Moto GP
Publié le 11 septembre 2026 • 22:45 par André Lecondé

MotoGP – Misano J1 : Valentino Rossi identifie l’erreur de Ducati sur la GP26 de Bagnaia et la révèle au grand jour

Valentino Rossi a observé Bagnaia à Misano et pointe le frein moteur et l'électronique pour expliquer les difficultés de la Ducati de Pecco.

Rossi

Francesco Bagnaia n’a terminé que 19e des essais vendredi à Misano alors que trois autres Ducati GP26 occupaient les deuxième, troisièmes et quatrièmes places. Présent au bord de la piste, Valentino Rossi a attentivement observé son protégé et identifié une piste technique : la gestion du frein moteur et de l’électronique semble empêcher Pecco de retrouver la stabilité nécessaire au freinage.

À Misano, difficile cette fois d’accuser simplement la Ducati GP26. Marc Marquez termine deuxième. Alex Marquez troisième. Fabio Di Giannantonio quatrième. Tous disposent de la même génération de Desmosedici que Francesco Bagnaia. Et Pecco est 19e.

Un contraste suffisamment spectaculaire pour que Valentino Rossi, présent autour du circuit vendredi, cherche à comprendre ce qui arrive à son ancien élève de la VR46 Académie.

Rossi : « Je le vois vraiment en difficulté »

Son premier constat ne laisse guère de place au doute. « C’est dommage pour Pecco, qui a un peu de mal à se positionner en retrait. Je le vois vraiment en difficulté ; il a du mal à rouler. »
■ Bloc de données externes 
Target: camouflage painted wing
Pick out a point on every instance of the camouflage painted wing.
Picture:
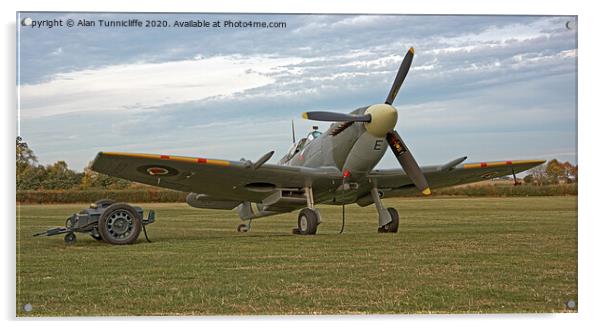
(394, 182)
(230, 180)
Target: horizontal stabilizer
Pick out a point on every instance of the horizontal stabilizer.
(450, 165)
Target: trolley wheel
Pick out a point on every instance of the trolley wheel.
(70, 238)
(242, 228)
(119, 224)
(69, 222)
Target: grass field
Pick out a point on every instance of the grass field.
(452, 255)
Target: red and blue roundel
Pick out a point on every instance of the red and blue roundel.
(157, 170)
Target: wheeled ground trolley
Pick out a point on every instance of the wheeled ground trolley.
(106, 220)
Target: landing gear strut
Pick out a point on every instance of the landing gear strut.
(309, 218)
(244, 228)
(393, 225)
(388, 218)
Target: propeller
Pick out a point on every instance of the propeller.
(379, 120)
(334, 116)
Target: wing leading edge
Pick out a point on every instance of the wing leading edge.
(227, 180)
(397, 183)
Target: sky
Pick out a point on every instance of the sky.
(486, 87)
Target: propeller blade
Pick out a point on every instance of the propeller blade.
(407, 162)
(337, 117)
(401, 75)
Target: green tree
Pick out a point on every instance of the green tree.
(92, 179)
(60, 177)
(29, 176)
(555, 171)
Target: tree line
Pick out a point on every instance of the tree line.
(57, 176)
(552, 172)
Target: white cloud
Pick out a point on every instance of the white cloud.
(148, 85)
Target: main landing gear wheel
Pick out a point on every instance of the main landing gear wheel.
(308, 222)
(242, 228)
(119, 224)
(393, 225)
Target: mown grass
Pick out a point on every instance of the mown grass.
(452, 255)
(164, 195)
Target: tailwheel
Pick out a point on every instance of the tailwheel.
(243, 228)
(308, 222)
(392, 226)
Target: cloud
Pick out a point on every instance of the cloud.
(490, 87)
(147, 85)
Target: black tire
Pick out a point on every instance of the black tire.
(242, 228)
(119, 224)
(69, 222)
(102, 203)
(96, 237)
(308, 221)
(70, 238)
(393, 226)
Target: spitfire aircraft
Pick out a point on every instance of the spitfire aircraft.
(334, 168)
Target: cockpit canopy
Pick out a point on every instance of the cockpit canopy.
(300, 145)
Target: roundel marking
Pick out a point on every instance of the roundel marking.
(489, 175)
(156, 170)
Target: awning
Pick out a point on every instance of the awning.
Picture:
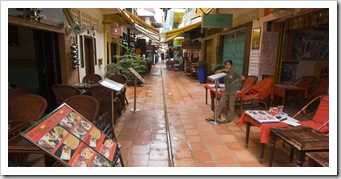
(170, 35)
(140, 22)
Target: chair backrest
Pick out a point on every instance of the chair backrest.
(62, 92)
(320, 88)
(120, 78)
(249, 82)
(86, 105)
(94, 78)
(304, 81)
(322, 113)
(263, 88)
(103, 95)
(27, 107)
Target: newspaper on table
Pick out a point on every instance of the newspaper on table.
(111, 84)
(216, 76)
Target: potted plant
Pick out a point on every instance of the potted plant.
(129, 59)
(219, 67)
(202, 71)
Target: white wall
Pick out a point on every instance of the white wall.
(96, 13)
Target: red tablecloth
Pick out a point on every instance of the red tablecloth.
(264, 128)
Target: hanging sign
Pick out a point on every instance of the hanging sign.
(217, 21)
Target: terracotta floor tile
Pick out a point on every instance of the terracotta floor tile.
(157, 144)
(140, 149)
(245, 156)
(184, 162)
(156, 154)
(180, 143)
(235, 146)
(205, 164)
(194, 138)
(228, 138)
(138, 160)
(159, 163)
(198, 146)
(226, 161)
(182, 153)
(202, 156)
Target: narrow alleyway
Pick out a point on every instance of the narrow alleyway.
(172, 97)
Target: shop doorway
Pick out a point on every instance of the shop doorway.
(233, 49)
(89, 55)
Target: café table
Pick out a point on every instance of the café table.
(211, 86)
(19, 148)
(282, 89)
(318, 159)
(302, 139)
(264, 130)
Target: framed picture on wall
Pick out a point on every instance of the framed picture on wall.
(256, 38)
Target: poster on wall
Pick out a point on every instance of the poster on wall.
(268, 54)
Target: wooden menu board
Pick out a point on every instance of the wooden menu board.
(72, 139)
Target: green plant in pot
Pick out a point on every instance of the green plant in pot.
(202, 71)
(219, 67)
(131, 59)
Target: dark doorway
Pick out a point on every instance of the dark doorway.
(113, 53)
(89, 55)
(48, 64)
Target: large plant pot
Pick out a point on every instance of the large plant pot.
(202, 74)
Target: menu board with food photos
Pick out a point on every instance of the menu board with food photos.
(72, 139)
(262, 116)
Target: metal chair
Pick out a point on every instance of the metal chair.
(107, 103)
(27, 107)
(120, 78)
(87, 106)
(91, 78)
(258, 93)
(62, 92)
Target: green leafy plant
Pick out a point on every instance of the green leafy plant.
(202, 63)
(131, 59)
(218, 67)
(111, 69)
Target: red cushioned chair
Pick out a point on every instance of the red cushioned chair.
(321, 118)
(258, 93)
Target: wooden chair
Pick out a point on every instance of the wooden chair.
(62, 92)
(106, 103)
(320, 121)
(87, 106)
(92, 78)
(27, 107)
(120, 78)
(258, 93)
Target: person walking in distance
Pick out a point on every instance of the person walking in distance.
(231, 87)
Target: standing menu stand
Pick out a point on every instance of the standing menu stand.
(137, 76)
(73, 140)
(215, 78)
(114, 86)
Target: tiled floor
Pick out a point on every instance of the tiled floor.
(171, 101)
(170, 97)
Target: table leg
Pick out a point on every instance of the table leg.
(247, 134)
(291, 153)
(261, 156)
(272, 148)
(300, 158)
(206, 95)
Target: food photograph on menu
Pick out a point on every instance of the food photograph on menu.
(72, 139)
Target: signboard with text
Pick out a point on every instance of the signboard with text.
(217, 21)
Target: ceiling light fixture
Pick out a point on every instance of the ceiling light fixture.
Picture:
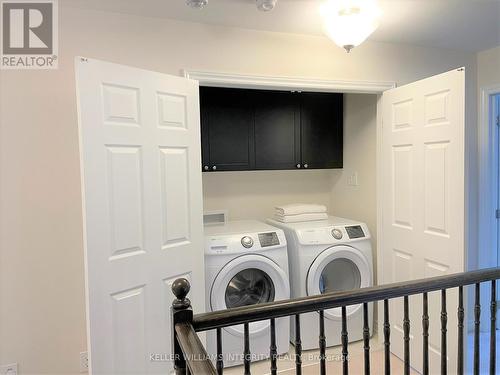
(349, 22)
(197, 4)
(266, 5)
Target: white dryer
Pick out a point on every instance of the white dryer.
(329, 256)
(246, 263)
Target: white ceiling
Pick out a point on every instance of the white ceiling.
(471, 25)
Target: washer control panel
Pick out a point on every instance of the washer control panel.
(247, 242)
(244, 242)
(355, 231)
(337, 233)
(269, 239)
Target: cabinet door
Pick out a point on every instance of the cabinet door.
(227, 129)
(277, 130)
(321, 130)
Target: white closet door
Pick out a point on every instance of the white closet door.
(141, 176)
(423, 203)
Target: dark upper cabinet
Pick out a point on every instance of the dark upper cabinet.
(227, 129)
(321, 130)
(277, 130)
(262, 129)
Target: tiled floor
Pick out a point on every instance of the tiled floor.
(286, 365)
(484, 350)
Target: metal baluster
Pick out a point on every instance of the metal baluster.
(425, 335)
(477, 317)
(461, 315)
(387, 337)
(219, 363)
(298, 346)
(493, 327)
(345, 353)
(246, 350)
(406, 329)
(322, 343)
(366, 338)
(273, 351)
(444, 321)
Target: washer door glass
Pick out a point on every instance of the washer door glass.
(249, 280)
(249, 287)
(339, 275)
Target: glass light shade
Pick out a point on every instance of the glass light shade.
(349, 22)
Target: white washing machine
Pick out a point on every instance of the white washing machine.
(329, 256)
(246, 263)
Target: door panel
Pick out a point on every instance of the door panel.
(277, 130)
(322, 130)
(141, 180)
(423, 202)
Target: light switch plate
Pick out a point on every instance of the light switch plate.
(353, 179)
(84, 362)
(9, 369)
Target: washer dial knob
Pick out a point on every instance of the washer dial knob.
(337, 234)
(247, 242)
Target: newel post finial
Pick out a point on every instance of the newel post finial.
(181, 288)
(181, 312)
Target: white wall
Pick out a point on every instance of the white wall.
(42, 314)
(360, 155)
(488, 67)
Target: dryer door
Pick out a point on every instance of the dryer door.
(337, 269)
(249, 280)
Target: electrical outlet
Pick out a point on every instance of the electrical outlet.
(84, 362)
(9, 369)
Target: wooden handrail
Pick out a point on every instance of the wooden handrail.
(240, 315)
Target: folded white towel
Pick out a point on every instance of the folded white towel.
(299, 208)
(302, 217)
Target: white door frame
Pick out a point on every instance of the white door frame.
(488, 178)
(218, 79)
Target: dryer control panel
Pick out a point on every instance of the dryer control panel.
(333, 234)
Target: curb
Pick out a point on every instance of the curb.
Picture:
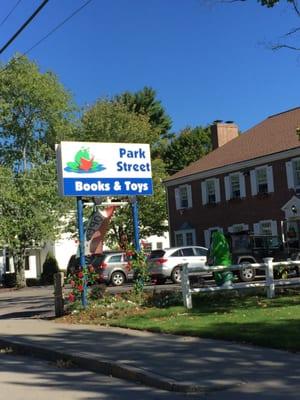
(114, 369)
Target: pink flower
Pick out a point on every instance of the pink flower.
(71, 297)
(91, 269)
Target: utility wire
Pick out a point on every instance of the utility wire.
(27, 22)
(11, 11)
(48, 34)
(58, 26)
Rossi remarque pourtant que Bagnaia ne commence pas nécessairement mal ses séances. « Au début, il démarre plutôt bien. » Puis le comportement de la Ducati semble se dégrader ou, au minimum, ne plus permettre à Bagnaia de piloter comme il le souhaite. Et Rossi pointe une zone très précise.

Le problème viendrait du frein moteur et de l’électronique selon Rossi

« J’ai l’impression qu’il patine beaucoup au freinage arrière, comme si les réglages du frein moteur et l’électronique n’étaient pas tout à fait au point. » Le choix des mots est important. Rossi n’affirme pas avoir découvert une défaillance de la GP26. Il livre une observation depuis le bord de piste. Mais celle-ci correspond parfaitement aux images aperçues dans le garage Ducati.

Bagnaia avait notamment mimé devant ses techniciens un comportement inquiétant de sa moto au virage 6, après avoir été surpris par une perte de stabilité de l’avant à l’entrée. Or le freinage est précisément l’un des domaines dans lesquels Pecco construit traditionnellement sa vitesse.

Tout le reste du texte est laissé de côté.